“Who am I without my community?”
I was born in a small village in Overijssel (NL) where old agricultural traditions are still part of day to day life. Neighbors care for each other in good and bad times and are together at the most important moments in life, a way of living together that is slowly dying out. Even in the Netherlands this way of living is not very known. Only in small agricultural communities in the east and north of the country it’s still common.
I photographed my community during the moments they came together. I followed them multiple years to illustrate the repetition of their lives. Through interviews with people my age, I tried to give a picture of my own upbringing, identity and doubts. The work is about the social changes that rural youth have to deal with, for better or worse.
“Researching the traditional gender roles.”

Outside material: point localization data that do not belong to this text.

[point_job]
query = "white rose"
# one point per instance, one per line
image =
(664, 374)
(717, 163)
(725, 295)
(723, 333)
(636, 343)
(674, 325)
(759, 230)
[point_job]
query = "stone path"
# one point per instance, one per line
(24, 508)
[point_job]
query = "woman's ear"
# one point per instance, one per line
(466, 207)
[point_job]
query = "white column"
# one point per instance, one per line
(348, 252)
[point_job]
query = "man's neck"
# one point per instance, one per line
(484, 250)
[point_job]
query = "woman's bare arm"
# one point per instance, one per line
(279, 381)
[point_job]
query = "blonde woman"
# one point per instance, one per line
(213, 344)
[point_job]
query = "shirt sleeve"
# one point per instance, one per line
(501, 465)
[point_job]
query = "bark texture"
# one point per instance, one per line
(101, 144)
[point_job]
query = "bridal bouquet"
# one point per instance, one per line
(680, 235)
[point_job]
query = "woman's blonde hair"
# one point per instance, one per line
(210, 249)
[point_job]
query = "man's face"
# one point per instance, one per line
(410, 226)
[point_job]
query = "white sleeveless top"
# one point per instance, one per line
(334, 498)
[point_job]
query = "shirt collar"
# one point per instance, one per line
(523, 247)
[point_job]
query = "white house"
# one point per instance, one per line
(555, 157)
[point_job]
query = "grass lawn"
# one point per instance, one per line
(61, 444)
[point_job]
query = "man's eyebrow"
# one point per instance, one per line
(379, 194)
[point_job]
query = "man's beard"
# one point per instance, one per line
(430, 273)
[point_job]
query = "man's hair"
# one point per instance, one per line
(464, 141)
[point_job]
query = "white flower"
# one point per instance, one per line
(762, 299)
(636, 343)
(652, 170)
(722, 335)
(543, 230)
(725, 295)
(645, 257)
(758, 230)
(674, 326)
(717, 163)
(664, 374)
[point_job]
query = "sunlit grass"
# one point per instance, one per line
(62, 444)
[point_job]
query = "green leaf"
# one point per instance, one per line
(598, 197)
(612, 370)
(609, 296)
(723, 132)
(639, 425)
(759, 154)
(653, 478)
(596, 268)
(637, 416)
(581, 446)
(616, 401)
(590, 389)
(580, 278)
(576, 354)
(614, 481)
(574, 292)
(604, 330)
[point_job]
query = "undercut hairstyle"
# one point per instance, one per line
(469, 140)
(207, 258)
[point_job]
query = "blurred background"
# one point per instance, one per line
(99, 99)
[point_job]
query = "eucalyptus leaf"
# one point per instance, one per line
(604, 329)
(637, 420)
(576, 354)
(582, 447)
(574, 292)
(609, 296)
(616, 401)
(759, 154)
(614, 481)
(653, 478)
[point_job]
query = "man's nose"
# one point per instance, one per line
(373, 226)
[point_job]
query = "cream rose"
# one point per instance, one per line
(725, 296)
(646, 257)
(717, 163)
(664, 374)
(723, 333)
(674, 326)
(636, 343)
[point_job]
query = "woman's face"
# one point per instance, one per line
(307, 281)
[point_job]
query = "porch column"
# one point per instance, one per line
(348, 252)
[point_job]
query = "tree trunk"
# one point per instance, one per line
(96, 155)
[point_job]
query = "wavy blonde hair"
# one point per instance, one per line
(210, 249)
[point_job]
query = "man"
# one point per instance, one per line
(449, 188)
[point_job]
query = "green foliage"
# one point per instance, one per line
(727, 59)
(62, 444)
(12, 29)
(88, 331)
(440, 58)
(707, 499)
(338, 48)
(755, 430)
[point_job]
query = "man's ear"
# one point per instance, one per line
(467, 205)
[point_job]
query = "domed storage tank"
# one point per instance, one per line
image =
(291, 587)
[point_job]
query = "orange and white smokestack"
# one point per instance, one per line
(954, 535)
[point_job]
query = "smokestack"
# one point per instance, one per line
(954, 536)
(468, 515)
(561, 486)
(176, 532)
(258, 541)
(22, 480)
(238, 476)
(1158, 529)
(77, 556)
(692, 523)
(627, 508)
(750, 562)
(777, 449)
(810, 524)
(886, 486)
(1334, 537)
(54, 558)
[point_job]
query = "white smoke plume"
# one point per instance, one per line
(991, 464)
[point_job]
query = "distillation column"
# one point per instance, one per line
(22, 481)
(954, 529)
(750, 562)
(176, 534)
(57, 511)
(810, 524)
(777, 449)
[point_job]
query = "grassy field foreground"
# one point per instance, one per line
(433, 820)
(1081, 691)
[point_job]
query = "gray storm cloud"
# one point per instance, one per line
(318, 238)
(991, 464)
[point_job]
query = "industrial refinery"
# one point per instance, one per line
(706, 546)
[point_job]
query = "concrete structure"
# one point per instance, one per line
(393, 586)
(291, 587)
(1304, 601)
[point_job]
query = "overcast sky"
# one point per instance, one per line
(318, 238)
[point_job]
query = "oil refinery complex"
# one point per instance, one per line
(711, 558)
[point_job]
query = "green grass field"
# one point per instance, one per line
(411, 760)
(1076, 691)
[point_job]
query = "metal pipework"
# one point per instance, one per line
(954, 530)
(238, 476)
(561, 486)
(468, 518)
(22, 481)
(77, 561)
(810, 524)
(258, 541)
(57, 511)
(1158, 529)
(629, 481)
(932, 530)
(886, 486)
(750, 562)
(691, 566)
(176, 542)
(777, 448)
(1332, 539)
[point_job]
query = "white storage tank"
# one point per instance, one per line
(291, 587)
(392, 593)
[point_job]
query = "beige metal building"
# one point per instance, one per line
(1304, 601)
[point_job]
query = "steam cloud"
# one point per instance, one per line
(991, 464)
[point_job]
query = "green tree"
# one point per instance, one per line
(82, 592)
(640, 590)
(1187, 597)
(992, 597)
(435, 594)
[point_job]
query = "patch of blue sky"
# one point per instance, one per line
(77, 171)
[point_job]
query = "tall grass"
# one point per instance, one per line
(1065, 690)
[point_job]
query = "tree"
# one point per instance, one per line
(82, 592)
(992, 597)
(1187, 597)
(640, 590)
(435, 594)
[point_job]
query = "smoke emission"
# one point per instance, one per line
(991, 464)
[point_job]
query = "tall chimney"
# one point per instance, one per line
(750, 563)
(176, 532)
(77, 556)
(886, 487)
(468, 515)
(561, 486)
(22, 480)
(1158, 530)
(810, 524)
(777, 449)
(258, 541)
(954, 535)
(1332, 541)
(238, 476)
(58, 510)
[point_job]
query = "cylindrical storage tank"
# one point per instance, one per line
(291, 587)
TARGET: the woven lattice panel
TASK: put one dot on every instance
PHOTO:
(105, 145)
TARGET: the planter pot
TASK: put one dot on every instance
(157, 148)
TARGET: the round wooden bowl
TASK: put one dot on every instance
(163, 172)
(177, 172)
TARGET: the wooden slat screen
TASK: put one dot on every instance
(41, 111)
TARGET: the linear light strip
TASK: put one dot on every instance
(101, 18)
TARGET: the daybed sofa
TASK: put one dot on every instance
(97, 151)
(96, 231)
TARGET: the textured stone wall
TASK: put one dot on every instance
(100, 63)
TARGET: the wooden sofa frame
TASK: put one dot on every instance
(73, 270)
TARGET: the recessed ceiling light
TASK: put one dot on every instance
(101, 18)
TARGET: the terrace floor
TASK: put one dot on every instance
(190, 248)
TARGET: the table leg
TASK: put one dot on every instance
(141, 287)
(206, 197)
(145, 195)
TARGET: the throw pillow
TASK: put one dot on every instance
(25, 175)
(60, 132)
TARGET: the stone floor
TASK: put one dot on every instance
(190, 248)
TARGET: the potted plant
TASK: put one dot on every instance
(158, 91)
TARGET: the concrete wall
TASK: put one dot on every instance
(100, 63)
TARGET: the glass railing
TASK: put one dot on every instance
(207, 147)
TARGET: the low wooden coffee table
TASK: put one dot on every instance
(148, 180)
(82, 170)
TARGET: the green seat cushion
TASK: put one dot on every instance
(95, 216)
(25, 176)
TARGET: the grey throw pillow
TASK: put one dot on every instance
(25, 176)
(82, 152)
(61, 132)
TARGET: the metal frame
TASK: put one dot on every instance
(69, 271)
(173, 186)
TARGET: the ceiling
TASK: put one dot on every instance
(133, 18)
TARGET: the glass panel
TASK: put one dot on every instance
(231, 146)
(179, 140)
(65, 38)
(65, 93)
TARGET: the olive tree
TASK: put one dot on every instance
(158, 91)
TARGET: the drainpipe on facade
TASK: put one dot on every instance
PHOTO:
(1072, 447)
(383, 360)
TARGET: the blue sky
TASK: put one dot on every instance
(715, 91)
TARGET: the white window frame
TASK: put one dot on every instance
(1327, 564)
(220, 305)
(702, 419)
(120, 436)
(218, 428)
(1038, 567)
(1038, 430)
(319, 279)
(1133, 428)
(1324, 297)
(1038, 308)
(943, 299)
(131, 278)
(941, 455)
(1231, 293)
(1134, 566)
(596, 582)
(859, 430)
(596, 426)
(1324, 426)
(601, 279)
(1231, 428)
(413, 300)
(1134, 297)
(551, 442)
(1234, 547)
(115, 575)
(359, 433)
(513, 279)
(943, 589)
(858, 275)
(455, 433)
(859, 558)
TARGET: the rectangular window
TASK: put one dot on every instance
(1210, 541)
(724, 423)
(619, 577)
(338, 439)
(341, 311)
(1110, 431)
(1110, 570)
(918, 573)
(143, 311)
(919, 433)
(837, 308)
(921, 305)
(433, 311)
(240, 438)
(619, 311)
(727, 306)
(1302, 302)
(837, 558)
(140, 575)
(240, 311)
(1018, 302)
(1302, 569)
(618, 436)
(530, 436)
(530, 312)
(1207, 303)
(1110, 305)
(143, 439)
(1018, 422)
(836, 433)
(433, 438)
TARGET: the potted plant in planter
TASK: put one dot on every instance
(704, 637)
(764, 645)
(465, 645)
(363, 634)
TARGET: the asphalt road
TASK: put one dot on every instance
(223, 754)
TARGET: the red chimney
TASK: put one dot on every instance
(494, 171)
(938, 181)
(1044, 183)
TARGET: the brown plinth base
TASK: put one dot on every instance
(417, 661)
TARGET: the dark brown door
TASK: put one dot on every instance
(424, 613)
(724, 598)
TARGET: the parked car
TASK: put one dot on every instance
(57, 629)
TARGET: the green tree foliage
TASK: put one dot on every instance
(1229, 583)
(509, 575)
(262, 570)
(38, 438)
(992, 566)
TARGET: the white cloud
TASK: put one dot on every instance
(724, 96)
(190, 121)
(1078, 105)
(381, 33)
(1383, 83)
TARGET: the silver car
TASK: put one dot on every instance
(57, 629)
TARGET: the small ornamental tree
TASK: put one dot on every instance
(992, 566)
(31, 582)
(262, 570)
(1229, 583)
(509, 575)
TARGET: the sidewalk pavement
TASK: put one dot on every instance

Within this project I started to research and question the traditional gender roles I grew up with. I created a series of portraits from people living in my hometown, male and female, young and old. I ended up exhibiting five portraits from women in different age groups. Besides these portraits you see the lyrics to a song in the local dialect. Translated it says something in the lines of: They are only pretty when they are young, after 22 they are rigid, fat and sour. This was the start of the project Women of the Land.
The survival of a small community relies on treaties and silence. Therefore photography is a perfect tool to show instead of tell. Alcohol abuse, gender inequality and racism are shown next to images of community, social responsibility and community caregivers.